Quantification of Sor Reduction during Polymer Flooding Using Extensional Capillary Number

Since the introduction of viscous/capillary concepts by Moore and Slobod (1956), several modifications and advancements have been made to the capillary number (N-c) so that it could have a better correlation with residual oil saturation (S-or) during enhanced oil recovery (EOR). In subsequent years, laboratory-scale studies have indicated that the viscoelastic polymers can influence the S-or reduction at relatively higher fluxes and N-c. Although the flux rate of at least 1 ft/D is reported to be needed for viscoelastic polymers to reduce S-or to a noticeable extent, significant S-or reductions were reported to occur only at higher fluxes that are likely to be seen in the reservoir closer to the wellbore. At similar levels of flux and N-c, the polymer solutions with significant elastic properties have shown higher S-or reduction than viscous polymer of similar shear rheology.
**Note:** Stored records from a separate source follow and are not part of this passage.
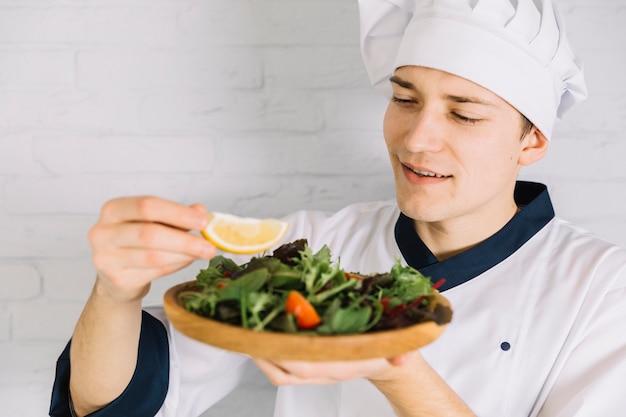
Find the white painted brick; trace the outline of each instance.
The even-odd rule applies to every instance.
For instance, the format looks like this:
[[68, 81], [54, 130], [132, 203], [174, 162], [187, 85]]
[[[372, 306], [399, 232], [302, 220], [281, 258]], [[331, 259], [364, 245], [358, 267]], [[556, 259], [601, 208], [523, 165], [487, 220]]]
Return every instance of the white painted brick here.
[[77, 55], [81, 89], [147, 91], [260, 88], [260, 51], [251, 48], [96, 49]]
[[162, 134], [215, 129], [311, 132], [323, 127], [319, 104], [306, 93], [154, 94], [146, 98], [140, 117], [145, 130]]
[[59, 50], [0, 50], [0, 89], [46, 91], [69, 88], [74, 78], [74, 54]]
[[31, 159], [53, 174], [211, 172], [214, 136], [42, 135], [34, 139]]
[[135, 93], [0, 94], [0, 129], [70, 129], [96, 132], [140, 132]]
[[[622, 87], [626, 90], [626, 87]], [[622, 136], [626, 129], [626, 93], [590, 96], [568, 112], [563, 123], [557, 123], [554, 136], [580, 135], [593, 140], [598, 133]], [[604, 135], [603, 135], [604, 136]]]
[[36, 127], [46, 107], [45, 95], [27, 92], [0, 94], [0, 129]]
[[[235, 95], [219, 127], [229, 130], [313, 132], [322, 129], [321, 106], [309, 94], [278, 91]], [[245, 125], [242, 121], [245, 120]]]
[[[44, 99], [41, 127], [104, 132], [138, 132], [141, 96], [132, 92], [60, 92]], [[38, 123], [35, 123], [37, 126]]]
[[[567, 19], [567, 34], [575, 50], [623, 50], [626, 46], [626, 9], [623, 0], [561, 2]], [[622, 54], [616, 54], [620, 56]], [[608, 54], [608, 57], [613, 57]]]
[[95, 220], [78, 216], [0, 216], [3, 258], [90, 256], [87, 231]]
[[83, 304], [38, 300], [14, 305], [13, 340], [68, 340], [72, 336]]
[[391, 173], [382, 135], [377, 132], [321, 132], [316, 135], [257, 134], [222, 140], [225, 174]]
[[370, 82], [358, 48], [268, 48], [264, 52], [269, 88], [369, 91]]
[[186, 44], [358, 44], [351, 0], [214, 0], [188, 7], [179, 18]]
[[[87, 221], [95, 222], [100, 208], [109, 199], [122, 196], [157, 195], [184, 202], [191, 182], [192, 178], [185, 175], [162, 174], [20, 177], [8, 180], [4, 187], [5, 210], [16, 216], [19, 214], [86, 214], [90, 216], [90, 220]], [[211, 186], [210, 182], [205, 184], [205, 187], [208, 186]], [[28, 191], [25, 192], [25, 190]], [[46, 237], [51, 238], [54, 237], [56, 229], [67, 227], [64, 220], [71, 222], [74, 219], [76, 219], [75, 216], [68, 216], [67, 219], [56, 217], [45, 219], [42, 216], [32, 216], [24, 217], [21, 221], [32, 220], [33, 234], [49, 233]], [[79, 221], [76, 226], [83, 227], [84, 221]], [[20, 226], [23, 227], [24, 224]], [[40, 227], [44, 229], [40, 230]], [[87, 229], [85, 229], [84, 236], [86, 236], [86, 231]], [[61, 232], [59, 236], [65, 236], [69, 231]], [[80, 236], [81, 239], [84, 236]]]
[[139, 108], [144, 130], [160, 134], [214, 132], [227, 111], [226, 93], [148, 94]]
[[[56, 360], [67, 344], [66, 340], [39, 340], [0, 343], [0, 376], [10, 372], [25, 374], [54, 369]], [[3, 381], [6, 384], [6, 381]], [[51, 391], [52, 385], [49, 385]], [[3, 392], [0, 390], [0, 392]], [[28, 398], [22, 397], [24, 401]], [[18, 414], [19, 415], [19, 414]], [[45, 415], [45, 414], [43, 414]], [[36, 417], [37, 415], [32, 415]], [[41, 414], [39, 414], [41, 416]]]
[[[93, 187], [93, 185], [94, 183], [85, 176], [18, 177], [7, 181], [4, 186], [5, 210], [15, 215], [77, 212], [95, 215], [104, 201], [116, 194], [116, 190], [110, 189], [112, 186], [110, 181], [103, 181], [98, 187]], [[124, 192], [123, 190], [117, 191]], [[80, 198], [77, 198], [78, 196]], [[42, 226], [45, 228], [44, 234], [47, 231], [48, 238], [53, 237], [59, 223], [54, 218], [49, 218], [45, 222], [37, 216], [23, 218], [18, 227], [25, 226], [28, 227], [25, 230], [27, 234], [25, 233], [22, 238], [30, 240], [42, 233]]]
[[[626, 38], [626, 31], [622, 35]], [[623, 46], [626, 49], [626, 43]], [[626, 80], [623, 74], [626, 73], [626, 58], [622, 54], [612, 54], [606, 49], [594, 48], [584, 52], [584, 71], [589, 95], [591, 97], [601, 96], [609, 103], [623, 95]], [[621, 83], [619, 88], [616, 83]], [[611, 99], [613, 98], [613, 99]]]
[[624, 220], [623, 216], [586, 218], [579, 220], [577, 224], [610, 242], [622, 247], [626, 246], [626, 220]]
[[561, 174], [524, 174], [520, 178], [548, 185], [557, 216], [626, 246], [624, 180], [572, 181]]
[[557, 216], [626, 246], [624, 181], [570, 181], [558, 176], [522, 176], [548, 184]]
[[[32, 350], [29, 352], [35, 353]], [[48, 359], [48, 356], [45, 356]], [[54, 358], [52, 357], [52, 363]], [[54, 381], [52, 370], [31, 370], [26, 364], [20, 372], [0, 371], [0, 401], [3, 416], [47, 416]], [[13, 366], [15, 367], [15, 366]], [[31, 372], [25, 372], [31, 371]]]
[[11, 339], [11, 315], [0, 302], [0, 346], [1, 342], [7, 342]]
[[[7, 183], [7, 181], [9, 181], [9, 178], [10, 178], [10, 177], [9, 177], [9, 176], [7, 176], [7, 175], [2, 175], [2, 174], [0, 174], [0, 201], [2, 201], [2, 197], [1, 197], [1, 190], [3, 190], [3, 189], [4, 189], [4, 185]], [[5, 213], [4, 207], [2, 207], [2, 206], [0, 205], [0, 216], [3, 216], [3, 215], [5, 215], [5, 214], [6, 214], [6, 213]], [[1, 234], [1, 233], [2, 233], [2, 230], [0, 229], [0, 238], [2, 237], [2, 234]]]
[[[245, 216], [282, 216], [299, 209], [337, 210], [357, 201], [393, 198], [395, 189], [389, 175], [279, 176], [262, 180], [224, 178], [210, 186], [211, 193], [198, 201], [215, 211]], [[194, 183], [202, 195], [206, 184]], [[219, 196], [216, 198], [215, 196]]]
[[[161, 3], [68, 6], [59, 1], [0, 9], [0, 39], [14, 43], [175, 44], [177, 8]], [[52, 4], [51, 4], [52, 3]], [[127, 2], [128, 3], [128, 2]], [[134, 3], [134, 2], [133, 2]]]
[[[570, 191], [567, 195], [570, 197], [570, 206], [574, 206], [576, 202], [580, 202], [581, 195], [576, 198], [576, 184], [570, 184]], [[587, 213], [591, 214], [591, 218], [614, 218], [622, 223], [624, 213], [626, 213], [626, 186], [624, 180], [603, 180], [596, 179], [590, 181], [587, 186], [587, 193], [583, 194], [589, 202], [587, 205]], [[579, 203], [580, 204], [580, 203]]]
[[587, 181], [590, 172], [601, 172], [604, 178], [626, 181], [624, 155], [626, 141], [616, 140], [614, 135], [597, 134], [593, 140], [556, 137], [544, 159], [525, 172], [569, 182]]
[[52, 301], [85, 302], [96, 279], [91, 257], [79, 260], [44, 260], [40, 263], [46, 298]]
[[30, 132], [0, 133], [0, 174], [43, 174], [41, 166], [33, 158], [32, 137]]
[[0, 261], [0, 300], [28, 300], [41, 291], [41, 277], [35, 267]]
[[388, 100], [375, 91], [320, 93], [324, 100], [324, 120], [329, 129], [382, 131]]
[[556, 3], [561, 7], [561, 9], [566, 8], [567, 6], [578, 7], [593, 5], [596, 7], [612, 7], [615, 10], [619, 10], [622, 6], [624, 6], [624, 0], [596, 0], [593, 3], [590, 3], [587, 0], [557, 0]]

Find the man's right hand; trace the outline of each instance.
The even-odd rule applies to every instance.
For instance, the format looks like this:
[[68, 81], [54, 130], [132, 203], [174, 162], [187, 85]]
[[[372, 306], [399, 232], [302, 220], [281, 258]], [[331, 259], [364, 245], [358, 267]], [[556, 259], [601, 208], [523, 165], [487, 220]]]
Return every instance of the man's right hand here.
[[215, 255], [215, 247], [188, 233], [206, 227], [206, 209], [157, 197], [108, 201], [89, 231], [98, 284], [116, 301], [142, 298], [155, 279]]

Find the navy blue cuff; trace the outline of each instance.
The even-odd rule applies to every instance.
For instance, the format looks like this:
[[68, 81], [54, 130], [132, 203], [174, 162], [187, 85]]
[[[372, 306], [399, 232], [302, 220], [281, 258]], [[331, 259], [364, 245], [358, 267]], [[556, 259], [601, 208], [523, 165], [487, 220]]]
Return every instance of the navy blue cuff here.
[[[51, 417], [71, 417], [70, 344], [57, 361], [50, 402]], [[167, 331], [161, 321], [142, 312], [137, 367], [122, 394], [89, 417], [153, 417], [161, 408], [169, 384], [170, 355]]]

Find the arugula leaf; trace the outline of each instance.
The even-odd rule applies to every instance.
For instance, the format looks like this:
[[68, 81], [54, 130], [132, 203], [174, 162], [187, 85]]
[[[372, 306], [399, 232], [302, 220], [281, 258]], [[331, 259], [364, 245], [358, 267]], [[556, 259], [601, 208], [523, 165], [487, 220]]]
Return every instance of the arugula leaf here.
[[339, 294], [340, 292], [346, 291], [351, 288], [357, 288], [360, 283], [361, 281], [358, 281], [356, 279], [344, 279], [344, 282], [342, 284], [333, 286], [326, 291], [312, 295], [309, 297], [309, 299], [312, 304], [321, 304], [326, 301], [326, 299], [334, 296], [335, 294]]
[[317, 333], [352, 334], [367, 331], [378, 321], [382, 309], [374, 303], [365, 302], [366, 299], [359, 297], [349, 305], [342, 306], [341, 299], [334, 298], [324, 313], [323, 324], [316, 329]]
[[263, 287], [269, 278], [269, 272], [265, 268], [255, 269], [228, 282], [219, 293], [221, 300], [238, 300], [241, 308], [241, 325], [248, 328], [248, 304], [252, 294]]
[[219, 292], [221, 300], [240, 300], [248, 293], [259, 291], [270, 277], [267, 269], [259, 268], [241, 275], [237, 279], [226, 281], [226, 285]]
[[351, 307], [337, 310], [330, 327], [334, 333], [361, 333], [367, 329], [372, 309], [370, 307]]
[[345, 281], [345, 274], [339, 266], [339, 262], [332, 263], [330, 249], [324, 245], [313, 253], [309, 246], [300, 252], [300, 259], [295, 260], [296, 267], [302, 270], [302, 281], [305, 292], [315, 294], [322, 290], [330, 282]]
[[408, 304], [420, 297], [429, 297], [433, 294], [432, 282], [422, 275], [417, 269], [410, 266], [402, 266], [399, 259], [391, 268], [391, 275], [394, 277], [393, 284], [389, 288], [384, 288], [382, 297], [389, 297], [390, 307]]
[[223, 278], [226, 275], [230, 276], [239, 270], [241, 267], [232, 259], [218, 255], [209, 261], [209, 266], [206, 269], [201, 269], [198, 272], [196, 280], [200, 285], [210, 285], [213, 280]]
[[263, 312], [270, 310], [274, 315], [278, 314], [282, 309], [274, 306], [278, 304], [279, 298], [277, 295], [268, 292], [251, 292], [248, 296], [248, 310], [251, 314], [249, 327], [264, 324], [264, 320], [261, 317]]

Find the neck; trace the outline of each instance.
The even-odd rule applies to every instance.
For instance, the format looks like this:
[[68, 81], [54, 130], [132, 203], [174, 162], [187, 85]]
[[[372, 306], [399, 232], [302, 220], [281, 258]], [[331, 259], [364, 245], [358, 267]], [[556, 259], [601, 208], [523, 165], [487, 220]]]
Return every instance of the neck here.
[[438, 222], [414, 220], [413, 224], [422, 242], [443, 261], [483, 242], [502, 229], [519, 212], [515, 202], [493, 216], [473, 215]]

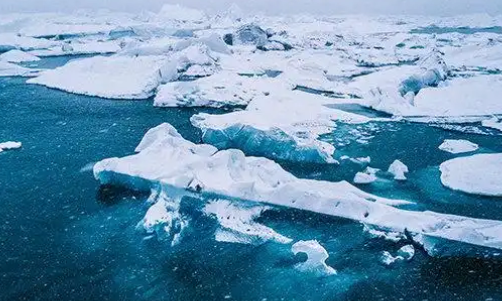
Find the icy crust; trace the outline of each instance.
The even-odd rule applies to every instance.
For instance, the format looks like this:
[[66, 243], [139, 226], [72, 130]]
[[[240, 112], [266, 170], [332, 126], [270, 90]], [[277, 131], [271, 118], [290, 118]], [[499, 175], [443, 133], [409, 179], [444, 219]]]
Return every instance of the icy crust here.
[[160, 84], [164, 63], [159, 56], [97, 56], [45, 71], [28, 83], [103, 98], [146, 99]]
[[[308, 105], [306, 105], [308, 104]], [[236, 148], [248, 155], [294, 162], [334, 163], [334, 147], [318, 140], [335, 121], [370, 119], [330, 108], [329, 99], [299, 91], [275, 91], [256, 97], [243, 111], [191, 118], [203, 140], [219, 149]]]
[[[500, 221], [398, 209], [394, 206], [407, 202], [371, 195], [347, 182], [298, 179], [268, 159], [189, 142], [169, 124], [151, 130], [144, 141], [135, 155], [97, 163], [96, 179], [134, 189], [161, 187], [167, 195], [308, 210], [406, 233], [424, 243], [447, 240], [502, 249]], [[438, 255], [437, 249], [438, 244], [428, 251]]]
[[0, 61], [9, 63], [35, 62], [40, 58], [21, 50], [11, 50], [0, 54]]
[[481, 122], [481, 124], [484, 127], [492, 128], [492, 129], [495, 129], [495, 130], [498, 130], [498, 131], [502, 132], [502, 120], [499, 120], [499, 118], [497, 118], [497, 117], [493, 117], [493, 118], [490, 118], [490, 119], [487, 119], [487, 120], [483, 120]]
[[478, 150], [479, 145], [472, 143], [467, 140], [451, 140], [446, 139], [440, 146], [439, 149], [452, 154], [462, 154], [470, 153]]
[[502, 154], [455, 158], [440, 166], [444, 186], [469, 194], [502, 197]]
[[317, 240], [301, 240], [291, 247], [293, 254], [307, 254], [307, 261], [295, 265], [302, 272], [311, 272], [319, 276], [336, 275], [336, 270], [326, 264], [329, 254]]

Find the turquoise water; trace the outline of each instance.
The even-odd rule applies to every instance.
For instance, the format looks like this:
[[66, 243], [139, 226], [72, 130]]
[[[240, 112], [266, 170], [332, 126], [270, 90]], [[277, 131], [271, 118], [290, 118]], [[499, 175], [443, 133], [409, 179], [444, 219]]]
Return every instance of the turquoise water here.
[[[288, 245], [214, 241], [215, 222], [190, 199], [182, 210], [193, 220], [180, 245], [146, 239], [136, 224], [148, 196], [99, 187], [89, 164], [130, 154], [143, 134], [162, 122], [199, 142], [200, 133], [189, 123], [199, 110], [71, 95], [18, 78], [0, 79], [0, 107], [0, 140], [23, 142], [22, 149], [0, 154], [0, 300], [502, 299], [501, 261], [434, 259], [419, 251], [411, 262], [387, 267], [379, 263], [380, 253], [404, 243], [370, 239], [357, 223], [296, 210], [268, 212], [261, 222], [295, 240], [319, 240], [338, 275], [298, 272], [294, 264], [302, 257], [293, 256]], [[361, 137], [368, 144], [355, 141]], [[452, 157], [437, 150], [443, 139], [467, 138], [483, 152], [501, 152], [501, 136], [377, 123], [359, 129], [339, 125], [323, 138], [337, 145], [338, 156], [369, 155], [371, 166], [379, 168], [401, 159], [410, 167], [410, 181], [361, 186], [366, 191], [441, 212], [502, 216], [501, 200], [446, 190], [437, 172], [437, 165]], [[327, 180], [351, 180], [362, 168], [346, 161], [283, 166]]]

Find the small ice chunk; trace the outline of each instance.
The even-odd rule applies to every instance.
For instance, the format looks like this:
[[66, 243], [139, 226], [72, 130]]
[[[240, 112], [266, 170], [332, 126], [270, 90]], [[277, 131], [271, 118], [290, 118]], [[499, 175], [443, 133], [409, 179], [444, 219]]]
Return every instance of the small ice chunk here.
[[370, 184], [377, 180], [378, 169], [367, 167], [363, 172], [358, 172], [354, 177], [355, 184]]
[[21, 50], [11, 50], [0, 55], [0, 61], [9, 63], [23, 63], [40, 61], [40, 58]]
[[0, 153], [6, 150], [21, 148], [21, 142], [7, 141], [0, 143]]
[[380, 260], [385, 265], [391, 265], [396, 262], [410, 261], [414, 256], [415, 247], [413, 245], [406, 245], [397, 251], [397, 256], [392, 256], [388, 251], [382, 252]]
[[399, 160], [395, 160], [390, 166], [389, 166], [389, 173], [394, 175], [394, 179], [398, 181], [405, 181], [406, 176], [405, 174], [409, 172], [408, 166], [404, 165], [403, 162]]
[[411, 260], [415, 256], [415, 247], [413, 245], [406, 245], [397, 250], [397, 255], [404, 260]]
[[439, 149], [452, 154], [469, 153], [478, 150], [479, 146], [468, 140], [450, 140], [446, 139]]
[[360, 157], [360, 158], [350, 159], [350, 161], [357, 164], [370, 164], [371, 157]]
[[305, 253], [307, 261], [298, 263], [295, 268], [304, 272], [313, 272], [320, 276], [336, 275], [336, 270], [326, 264], [329, 254], [317, 240], [301, 240], [291, 247], [293, 254]]

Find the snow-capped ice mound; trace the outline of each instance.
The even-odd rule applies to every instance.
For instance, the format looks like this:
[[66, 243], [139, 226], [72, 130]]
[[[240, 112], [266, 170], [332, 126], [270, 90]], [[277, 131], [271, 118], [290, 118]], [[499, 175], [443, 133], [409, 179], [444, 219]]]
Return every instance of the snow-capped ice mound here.
[[28, 81], [71, 93], [111, 99], [146, 99], [161, 82], [164, 57], [97, 56], [71, 61]]
[[452, 154], [462, 154], [476, 151], [479, 145], [472, 143], [467, 140], [451, 140], [446, 139], [440, 146], [439, 149]]
[[173, 53], [161, 68], [165, 82], [195, 79], [212, 75], [218, 70], [218, 57], [205, 44], [190, 45]]
[[408, 166], [404, 165], [403, 162], [399, 160], [395, 160], [392, 162], [392, 164], [389, 166], [389, 173], [394, 175], [394, 179], [398, 181], [405, 181], [406, 180], [406, 175], [409, 170]]
[[11, 50], [0, 54], [0, 61], [9, 63], [35, 62], [40, 58], [21, 50]]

However, the existing models used for correlating the polymer's viscoelastic effect on S-or reduction relies on either core-scale N-c and/or the oscillatory Deborah number (De). De also has limitations in quantifying the polymer's viscoelastic effects at different salinities. In this paper, a modified capillary number called an extensional capillary number (N-ce) is developed using the localized pore-scale extensional viscosity. For viscoelastic polymer solutions, pore-scale apparent viscosity dominated by localized extensional viscosity is calculated to be significantly higher than core-scale apparent viscosity. We provide rheological insights using the variable-strain-rate concept to explain why and when the pore-scale apparent viscosity could become significantly higher, even at a flux of approximately 1 to 4 ft/D, and why it will not be reflected on the core-scale apparent viscosity or pressure drop. An exponential correlation was developed between N-ce and S-or using the extensive coreflood experimental data sets extracted from various literature. Performance of N-ce for predicting the viscoelastic polymer's residual oil recovery is compared with conventional N-c, De, and a recent correlation. The results show that newly developed N-ce can predict the S-or during polymer flooding for a wide range of operational and petrophysical conditions, including brine-salinity effects.